What’s next for France?

Similar to the UK, the French property market is continuing to show signs of stabilisation. While French property prices fell by 1% during Q3 as a whole, they rose by 0.1% during September, resulting in a total positive return for the period April to September 2009 of 2.8%. Returns for the 12 months to September 2009 have now pulled back to a respectable -7.8%, reports Athena Mortgages

Unlike the UK, however, a history of prudent lending in France (lenders do not allow borrowers' total outgoings on finance payments to exceed one third of their total gross monthly income) has meant mortgage finance is still readily available.

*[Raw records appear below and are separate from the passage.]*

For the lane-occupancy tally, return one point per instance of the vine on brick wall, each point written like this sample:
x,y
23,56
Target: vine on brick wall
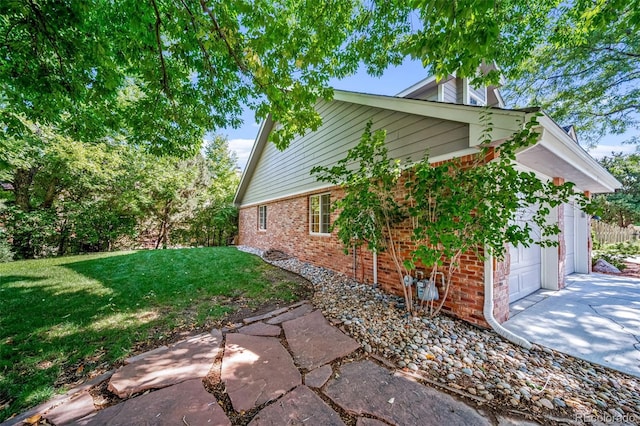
x,y
468,204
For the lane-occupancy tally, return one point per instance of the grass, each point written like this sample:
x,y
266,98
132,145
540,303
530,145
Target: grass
x,y
63,318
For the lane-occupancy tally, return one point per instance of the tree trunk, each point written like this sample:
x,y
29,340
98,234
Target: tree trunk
x,y
62,241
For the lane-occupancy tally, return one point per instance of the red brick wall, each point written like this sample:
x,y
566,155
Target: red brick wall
x,y
288,231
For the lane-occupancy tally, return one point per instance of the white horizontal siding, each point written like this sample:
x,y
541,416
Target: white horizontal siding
x,y
283,173
427,94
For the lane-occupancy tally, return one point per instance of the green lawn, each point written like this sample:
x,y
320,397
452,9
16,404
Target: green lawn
x,y
62,318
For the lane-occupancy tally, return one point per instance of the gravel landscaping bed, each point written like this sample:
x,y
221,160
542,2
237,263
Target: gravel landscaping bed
x,y
544,383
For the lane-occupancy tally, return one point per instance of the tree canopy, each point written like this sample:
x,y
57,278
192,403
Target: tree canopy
x,y
162,73
623,206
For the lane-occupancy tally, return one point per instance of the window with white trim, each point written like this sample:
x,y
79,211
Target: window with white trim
x,y
319,214
262,218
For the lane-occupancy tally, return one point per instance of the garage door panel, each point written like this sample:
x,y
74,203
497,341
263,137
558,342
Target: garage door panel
x,y
525,262
569,238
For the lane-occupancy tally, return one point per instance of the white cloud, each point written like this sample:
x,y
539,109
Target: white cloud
x,y
606,150
242,148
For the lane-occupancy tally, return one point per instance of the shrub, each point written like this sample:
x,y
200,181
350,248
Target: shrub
x,y
6,255
616,253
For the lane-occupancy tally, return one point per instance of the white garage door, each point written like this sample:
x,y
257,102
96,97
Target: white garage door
x,y
524,276
570,238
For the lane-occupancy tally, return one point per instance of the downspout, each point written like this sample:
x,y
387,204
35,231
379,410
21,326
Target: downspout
x,y
375,269
488,307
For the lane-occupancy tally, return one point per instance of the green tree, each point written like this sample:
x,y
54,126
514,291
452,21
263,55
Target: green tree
x,y
623,206
587,71
370,209
454,208
162,73
66,195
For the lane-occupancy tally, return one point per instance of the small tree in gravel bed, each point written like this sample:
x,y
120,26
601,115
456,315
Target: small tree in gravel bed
x,y
370,208
456,207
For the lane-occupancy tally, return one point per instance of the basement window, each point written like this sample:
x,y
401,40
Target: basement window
x,y
262,218
319,214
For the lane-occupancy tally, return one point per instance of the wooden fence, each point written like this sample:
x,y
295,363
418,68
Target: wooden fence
x,y
606,233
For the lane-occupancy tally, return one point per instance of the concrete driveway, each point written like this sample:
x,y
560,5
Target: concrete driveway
x,y
596,318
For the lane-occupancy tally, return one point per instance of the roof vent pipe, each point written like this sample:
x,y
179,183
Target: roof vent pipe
x,y
375,269
488,307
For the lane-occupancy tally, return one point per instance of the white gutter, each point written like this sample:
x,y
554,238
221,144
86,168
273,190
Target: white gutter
x,y
488,308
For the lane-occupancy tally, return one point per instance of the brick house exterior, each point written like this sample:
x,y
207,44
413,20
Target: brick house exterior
x,y
278,185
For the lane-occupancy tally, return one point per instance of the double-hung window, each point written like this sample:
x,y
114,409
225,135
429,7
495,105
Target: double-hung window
x,y
262,218
319,214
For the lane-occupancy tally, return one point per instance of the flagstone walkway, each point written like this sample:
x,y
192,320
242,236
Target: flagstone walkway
x,y
287,367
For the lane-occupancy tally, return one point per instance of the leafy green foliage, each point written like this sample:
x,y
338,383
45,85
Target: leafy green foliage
x,y
159,74
72,197
623,206
468,205
460,207
370,181
66,318
369,209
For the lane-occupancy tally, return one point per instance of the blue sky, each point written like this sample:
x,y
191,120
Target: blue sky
x,y
393,81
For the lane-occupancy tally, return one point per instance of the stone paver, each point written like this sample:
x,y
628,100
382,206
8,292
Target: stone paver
x,y
187,360
265,316
365,421
366,388
141,357
318,377
295,313
508,421
315,342
299,407
595,317
79,406
256,370
261,329
187,403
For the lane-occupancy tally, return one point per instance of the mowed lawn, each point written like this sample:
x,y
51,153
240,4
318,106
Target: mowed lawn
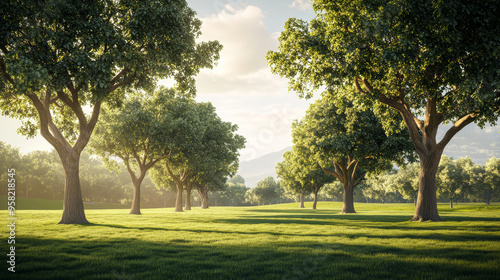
x,y
267,242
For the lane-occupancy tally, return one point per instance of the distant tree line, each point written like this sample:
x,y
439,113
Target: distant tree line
x,y
40,175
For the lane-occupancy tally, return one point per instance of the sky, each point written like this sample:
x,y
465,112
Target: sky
x,y
241,86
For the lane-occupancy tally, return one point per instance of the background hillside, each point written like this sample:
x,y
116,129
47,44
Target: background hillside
x,y
479,144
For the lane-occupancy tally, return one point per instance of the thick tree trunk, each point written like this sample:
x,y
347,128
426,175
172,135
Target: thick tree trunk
x,y
178,200
426,201
188,197
348,206
315,199
73,210
136,200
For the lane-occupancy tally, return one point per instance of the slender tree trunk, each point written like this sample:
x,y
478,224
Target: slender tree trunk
x,y
203,192
73,210
427,201
315,199
136,181
348,206
488,196
164,198
178,200
188,197
301,201
136,200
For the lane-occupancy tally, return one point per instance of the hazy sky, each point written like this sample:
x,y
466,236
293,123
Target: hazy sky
x,y
242,87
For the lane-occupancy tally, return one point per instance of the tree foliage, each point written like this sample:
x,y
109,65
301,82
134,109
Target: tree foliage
x,y
56,57
431,61
348,142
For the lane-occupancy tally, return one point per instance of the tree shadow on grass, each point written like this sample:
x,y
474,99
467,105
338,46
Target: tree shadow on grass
x,y
130,258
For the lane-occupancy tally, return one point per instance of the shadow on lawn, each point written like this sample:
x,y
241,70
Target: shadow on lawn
x,y
130,258
357,224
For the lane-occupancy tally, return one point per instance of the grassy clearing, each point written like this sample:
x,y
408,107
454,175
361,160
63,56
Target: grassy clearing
x,y
269,242
49,204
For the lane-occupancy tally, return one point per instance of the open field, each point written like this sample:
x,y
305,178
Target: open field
x,y
268,242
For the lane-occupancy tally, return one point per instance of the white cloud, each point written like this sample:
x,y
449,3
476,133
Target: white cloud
x,y
242,65
244,37
301,4
242,87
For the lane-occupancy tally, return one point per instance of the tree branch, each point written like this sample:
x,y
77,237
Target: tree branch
x,y
457,126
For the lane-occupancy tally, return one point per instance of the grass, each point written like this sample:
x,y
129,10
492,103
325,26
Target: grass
x,y
269,242
49,204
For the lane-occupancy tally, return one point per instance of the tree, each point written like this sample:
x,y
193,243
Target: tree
x,y
287,171
56,57
406,181
208,154
433,62
381,186
352,141
333,190
43,175
492,176
452,178
266,191
142,132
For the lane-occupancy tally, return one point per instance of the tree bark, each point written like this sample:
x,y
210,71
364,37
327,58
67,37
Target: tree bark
x,y
348,206
488,196
73,210
426,200
136,181
345,172
188,197
315,199
178,200
423,136
204,199
136,201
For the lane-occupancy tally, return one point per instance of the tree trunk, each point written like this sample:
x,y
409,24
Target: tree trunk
x,y
178,200
136,181
488,196
73,210
164,198
188,197
136,200
204,198
315,199
348,206
426,201
301,201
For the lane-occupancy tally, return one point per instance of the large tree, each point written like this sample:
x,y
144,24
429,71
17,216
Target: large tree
x,y
59,57
209,155
492,176
349,141
143,131
453,178
287,171
433,62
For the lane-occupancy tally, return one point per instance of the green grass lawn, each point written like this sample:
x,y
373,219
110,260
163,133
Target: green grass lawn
x,y
269,242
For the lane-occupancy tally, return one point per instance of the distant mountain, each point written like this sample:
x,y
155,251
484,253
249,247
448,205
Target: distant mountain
x,y
478,144
260,168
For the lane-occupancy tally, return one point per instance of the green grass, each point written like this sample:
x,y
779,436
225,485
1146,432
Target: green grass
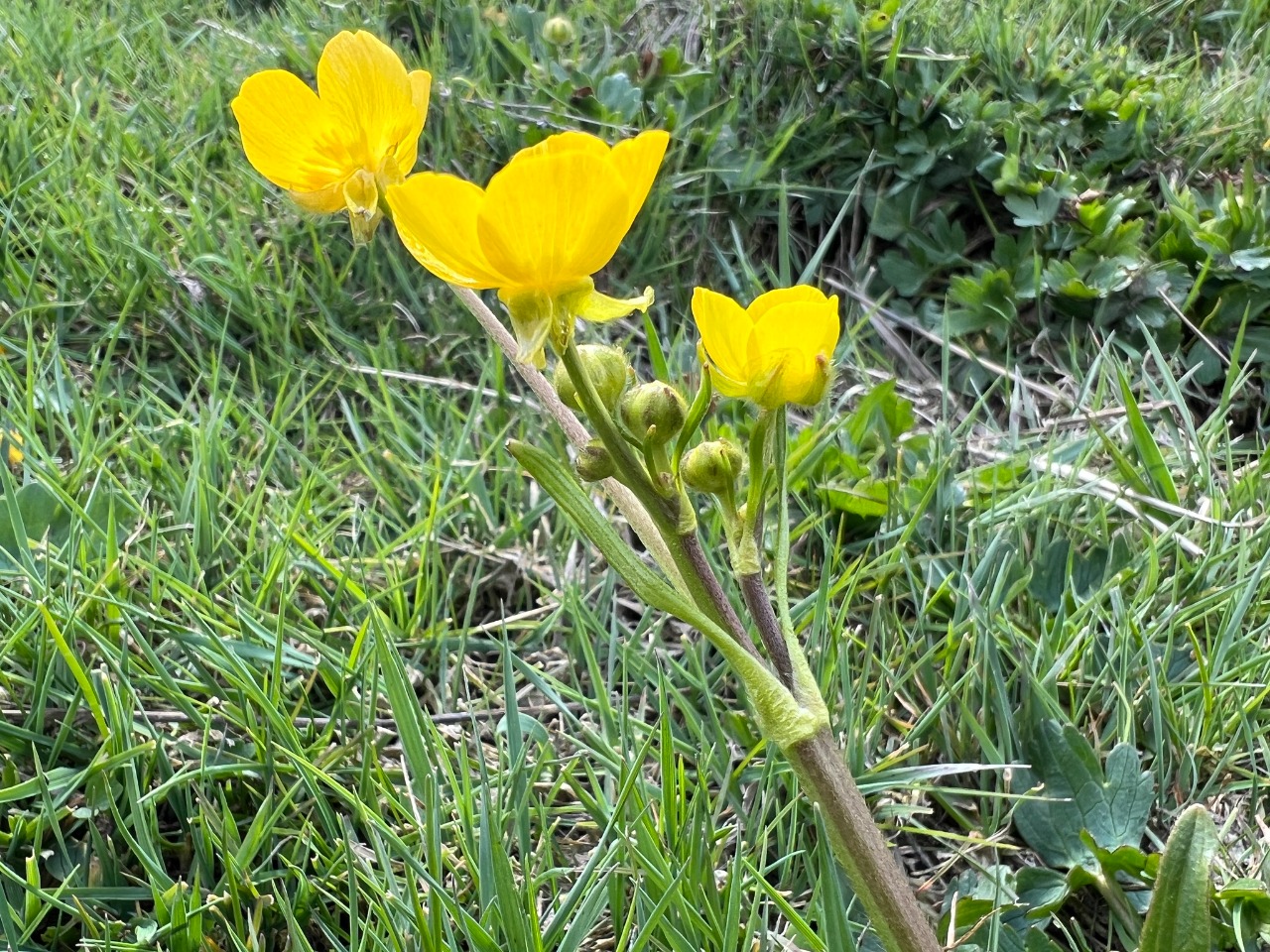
x,y
313,665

While mortgage finance in the UK remains extremely difficult to secure, especially at higher LTVs, the French banks continue to lend to borrowers with smaller deposits, even up to 100% LTV. This level of LTV is also available to non-resident borrowers, both for second homes and investment properties and is proving highly attractive given the ongoing weakness of sterling.

Interest in the French property market among UK-based investors is soaring as a result. In Q3 2009, Athena Mortgages saw a 21% rise in mortgage enquiries on Q2, which in turn was up 42% on Q1. Mortgage completions in the third quarter were also up 14% on Q2. Many British property investors are now looking across the channel to add to their portfolios given the difficulty securing (competitive) finance at home.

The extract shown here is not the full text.